Bryan Cohen Nov. 5, 2012, 7:12pm

CHARLOTTE, N.C. (Legal Newsline) - North Carolina Attorney General Roy Cooper announced a $60,000 court order on Monday against a Charlotte-based tax preparer that allegedly filed customers' taxes without their permission and charged significant fees.

Under the terms of a consent judgment, Eden Kidane and the three Instant Tax Service branches she owns in Gastonia and Charlotte must reform their practices and pay $60,000 worth of consumer refunds, enforcement efforts and consumer education.

"Misleading consumers and then overcharging them is no way to do business," Cooper said. "We will continue to work to stop bad practices and win money back for consumers."

The judgment permanently bars Kidane and her stores from filing tax returns without the authorization of consumers or filing tax returns using a paystub as opposed to a W-2 and misleading consumers. The tax preparation locations must also disclose to consumers, in writing and orally, all service fees and must post fees where potential customers can see them. The defendants are also banned from making holiday, paystub and instant cash advance type loans and may not misrepresent the cost, timing, eligibility, amount or terms for any refund anticipation loans.

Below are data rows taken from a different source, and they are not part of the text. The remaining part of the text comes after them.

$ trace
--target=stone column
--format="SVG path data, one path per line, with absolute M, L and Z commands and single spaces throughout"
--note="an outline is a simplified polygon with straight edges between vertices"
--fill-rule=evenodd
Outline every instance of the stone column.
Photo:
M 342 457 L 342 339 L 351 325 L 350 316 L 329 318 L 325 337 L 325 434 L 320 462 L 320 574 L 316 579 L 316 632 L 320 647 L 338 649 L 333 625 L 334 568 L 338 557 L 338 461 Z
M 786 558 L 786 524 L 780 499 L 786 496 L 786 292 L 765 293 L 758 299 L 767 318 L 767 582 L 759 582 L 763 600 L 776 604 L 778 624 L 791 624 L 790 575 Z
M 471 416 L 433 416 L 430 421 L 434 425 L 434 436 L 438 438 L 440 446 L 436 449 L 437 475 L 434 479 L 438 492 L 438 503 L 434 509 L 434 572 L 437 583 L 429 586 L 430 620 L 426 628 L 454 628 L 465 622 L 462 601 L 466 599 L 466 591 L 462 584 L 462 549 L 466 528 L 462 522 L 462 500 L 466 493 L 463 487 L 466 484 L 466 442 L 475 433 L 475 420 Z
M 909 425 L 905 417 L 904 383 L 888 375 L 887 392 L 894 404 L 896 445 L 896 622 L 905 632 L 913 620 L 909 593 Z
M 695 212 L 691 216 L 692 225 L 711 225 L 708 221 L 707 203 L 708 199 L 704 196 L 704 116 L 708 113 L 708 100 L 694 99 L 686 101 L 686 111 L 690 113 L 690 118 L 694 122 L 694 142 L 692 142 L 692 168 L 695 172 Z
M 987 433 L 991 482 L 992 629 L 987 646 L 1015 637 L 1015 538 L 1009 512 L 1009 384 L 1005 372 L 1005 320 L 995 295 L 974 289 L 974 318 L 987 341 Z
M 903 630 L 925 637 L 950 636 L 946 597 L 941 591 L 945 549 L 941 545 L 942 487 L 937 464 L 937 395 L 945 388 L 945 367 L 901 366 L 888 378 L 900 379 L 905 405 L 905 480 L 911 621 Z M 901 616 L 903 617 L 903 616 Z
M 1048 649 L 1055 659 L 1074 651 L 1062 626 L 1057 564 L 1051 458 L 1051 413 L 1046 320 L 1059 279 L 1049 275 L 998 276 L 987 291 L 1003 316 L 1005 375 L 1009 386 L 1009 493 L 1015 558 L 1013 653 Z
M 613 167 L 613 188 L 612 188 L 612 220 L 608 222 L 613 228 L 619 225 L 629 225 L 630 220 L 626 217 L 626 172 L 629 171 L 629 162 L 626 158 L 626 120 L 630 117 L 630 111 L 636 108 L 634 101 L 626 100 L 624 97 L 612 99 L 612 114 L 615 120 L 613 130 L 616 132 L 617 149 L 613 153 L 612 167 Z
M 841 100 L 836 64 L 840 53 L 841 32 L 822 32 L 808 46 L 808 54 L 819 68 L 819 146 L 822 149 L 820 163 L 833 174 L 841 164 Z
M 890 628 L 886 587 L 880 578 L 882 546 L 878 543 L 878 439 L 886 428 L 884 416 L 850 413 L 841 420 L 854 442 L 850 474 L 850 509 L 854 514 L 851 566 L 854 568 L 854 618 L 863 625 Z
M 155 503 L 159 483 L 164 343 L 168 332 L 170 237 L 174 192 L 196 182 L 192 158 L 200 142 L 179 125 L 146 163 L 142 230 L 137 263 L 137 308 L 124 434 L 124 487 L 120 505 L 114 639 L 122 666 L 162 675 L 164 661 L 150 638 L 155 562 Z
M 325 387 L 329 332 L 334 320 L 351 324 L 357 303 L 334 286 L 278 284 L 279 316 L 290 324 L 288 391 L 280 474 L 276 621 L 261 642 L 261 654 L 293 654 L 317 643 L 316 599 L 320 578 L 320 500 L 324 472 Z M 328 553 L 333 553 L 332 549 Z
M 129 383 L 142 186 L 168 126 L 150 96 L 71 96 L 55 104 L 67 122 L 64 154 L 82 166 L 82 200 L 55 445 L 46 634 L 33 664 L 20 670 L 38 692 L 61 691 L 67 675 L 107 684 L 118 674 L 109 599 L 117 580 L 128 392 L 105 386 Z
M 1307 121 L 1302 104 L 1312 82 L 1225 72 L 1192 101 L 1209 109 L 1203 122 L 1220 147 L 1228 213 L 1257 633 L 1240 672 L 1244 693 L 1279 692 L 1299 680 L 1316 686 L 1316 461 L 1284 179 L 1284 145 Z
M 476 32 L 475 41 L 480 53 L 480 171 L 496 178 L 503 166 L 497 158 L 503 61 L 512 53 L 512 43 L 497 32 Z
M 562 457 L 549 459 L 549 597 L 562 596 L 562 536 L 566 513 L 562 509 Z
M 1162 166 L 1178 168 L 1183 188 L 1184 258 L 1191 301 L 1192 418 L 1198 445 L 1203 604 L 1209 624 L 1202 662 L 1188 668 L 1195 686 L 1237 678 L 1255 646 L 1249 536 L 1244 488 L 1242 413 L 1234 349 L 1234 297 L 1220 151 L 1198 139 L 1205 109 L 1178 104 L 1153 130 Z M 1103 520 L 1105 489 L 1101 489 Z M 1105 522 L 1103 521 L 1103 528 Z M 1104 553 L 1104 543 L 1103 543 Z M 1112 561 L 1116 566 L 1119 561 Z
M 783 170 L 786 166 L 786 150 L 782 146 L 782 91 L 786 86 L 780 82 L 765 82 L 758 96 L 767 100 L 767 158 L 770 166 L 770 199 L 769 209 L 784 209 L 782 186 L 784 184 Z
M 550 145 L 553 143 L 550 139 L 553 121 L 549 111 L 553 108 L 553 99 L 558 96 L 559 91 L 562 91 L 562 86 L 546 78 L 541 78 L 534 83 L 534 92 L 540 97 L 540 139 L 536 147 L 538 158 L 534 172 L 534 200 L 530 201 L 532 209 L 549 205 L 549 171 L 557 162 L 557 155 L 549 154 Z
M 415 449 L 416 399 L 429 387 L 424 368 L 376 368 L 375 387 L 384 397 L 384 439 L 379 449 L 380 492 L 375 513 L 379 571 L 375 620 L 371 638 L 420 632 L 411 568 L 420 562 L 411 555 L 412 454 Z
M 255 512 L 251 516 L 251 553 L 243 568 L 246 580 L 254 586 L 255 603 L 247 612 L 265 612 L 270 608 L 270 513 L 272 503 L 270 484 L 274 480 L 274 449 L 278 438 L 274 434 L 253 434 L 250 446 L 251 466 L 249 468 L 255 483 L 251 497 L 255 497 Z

Cooper filed a lawsuit against Instant Tax Service in March after receiving 116 consumer complaints related to issues with the company's tax preparation work. His office won a temporary court order to stop the problematic practices.

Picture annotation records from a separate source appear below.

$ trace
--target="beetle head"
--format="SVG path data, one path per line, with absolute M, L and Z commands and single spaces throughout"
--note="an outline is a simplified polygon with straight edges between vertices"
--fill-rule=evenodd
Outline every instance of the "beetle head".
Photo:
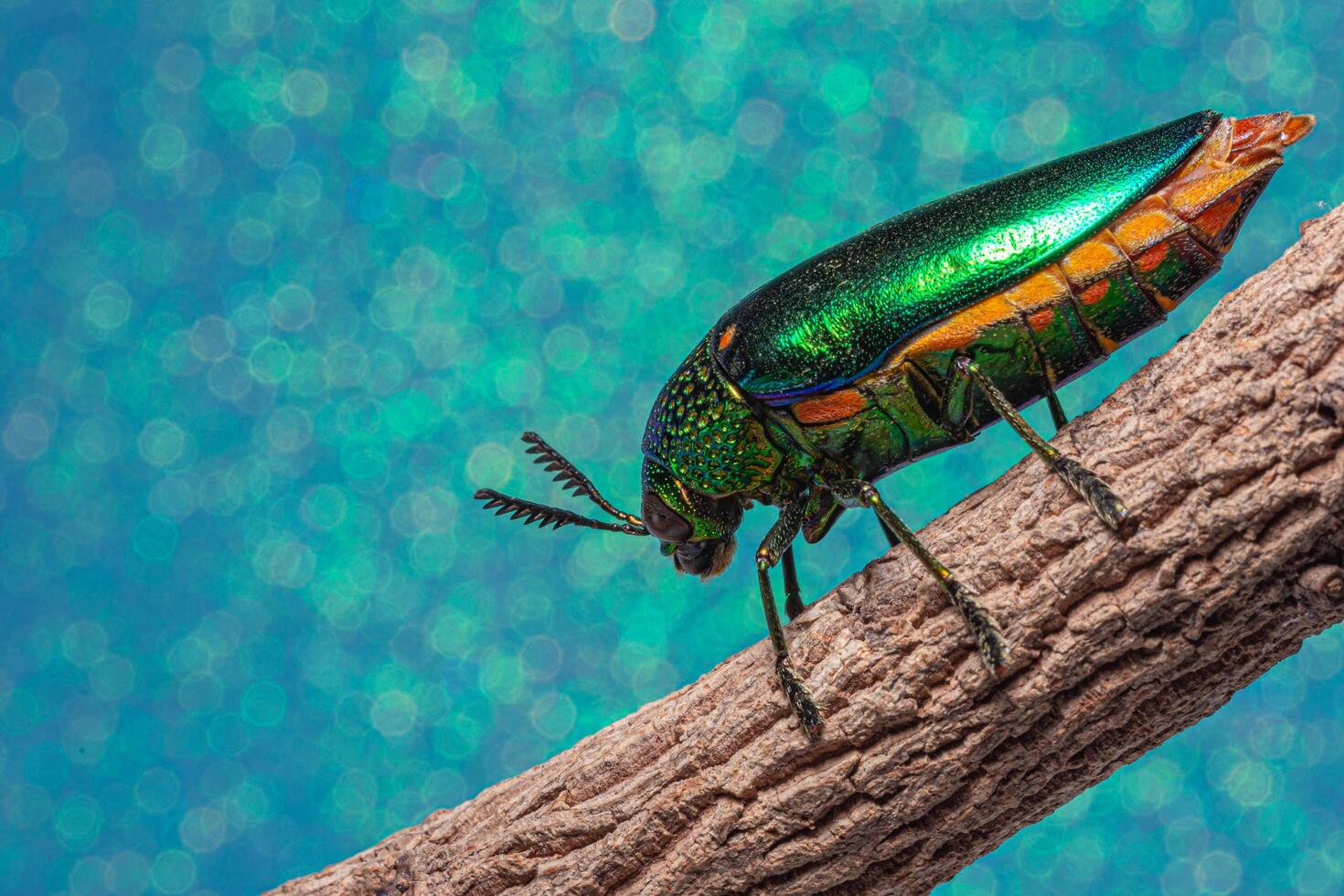
M 578 525 L 602 532 L 622 532 L 625 535 L 652 535 L 663 543 L 663 553 L 672 557 L 679 572 L 691 572 L 708 579 L 727 568 L 737 549 L 732 533 L 742 521 L 742 502 L 735 497 L 716 498 L 685 486 L 665 467 L 655 461 L 644 459 L 644 519 L 617 509 L 603 498 L 578 467 L 566 461 L 559 451 L 547 445 L 536 433 L 524 433 L 527 453 L 538 463 L 554 473 L 556 482 L 566 489 L 586 496 L 616 523 L 538 504 L 524 498 L 503 494 L 495 489 L 478 489 L 476 498 L 485 501 L 487 510 L 495 514 L 509 514 L 523 524 L 539 523 L 544 529 L 564 525 Z
M 644 500 L 640 516 L 649 535 L 663 543 L 677 572 L 711 579 L 732 562 L 742 523 L 742 502 L 688 488 L 667 467 L 644 458 Z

Instant Tax Service ran radio and television advertisements in the Charlotte area beginning in December. The ads offered up to $1,000 loans that required only a paystub. Customers alleged that they received loans for $50 or $100 before the Instant Tax Service filed their tax returns without their permission. The tax provider allegedly charged consumers $700 to $800 in fees for work that would have cost approximately $200 when done by other national tax preparers.

Instant Tax Service representatives also allegedly failed to answer telephone calls and made consumers stand outside of their office for hours without answering questions.

"Many of us need a little help at tax time, but do your homework before you pay anyone to do your taxes," Cooper said. "People who work on your taxes will have access to your personal financial information, so check them out thoroughly."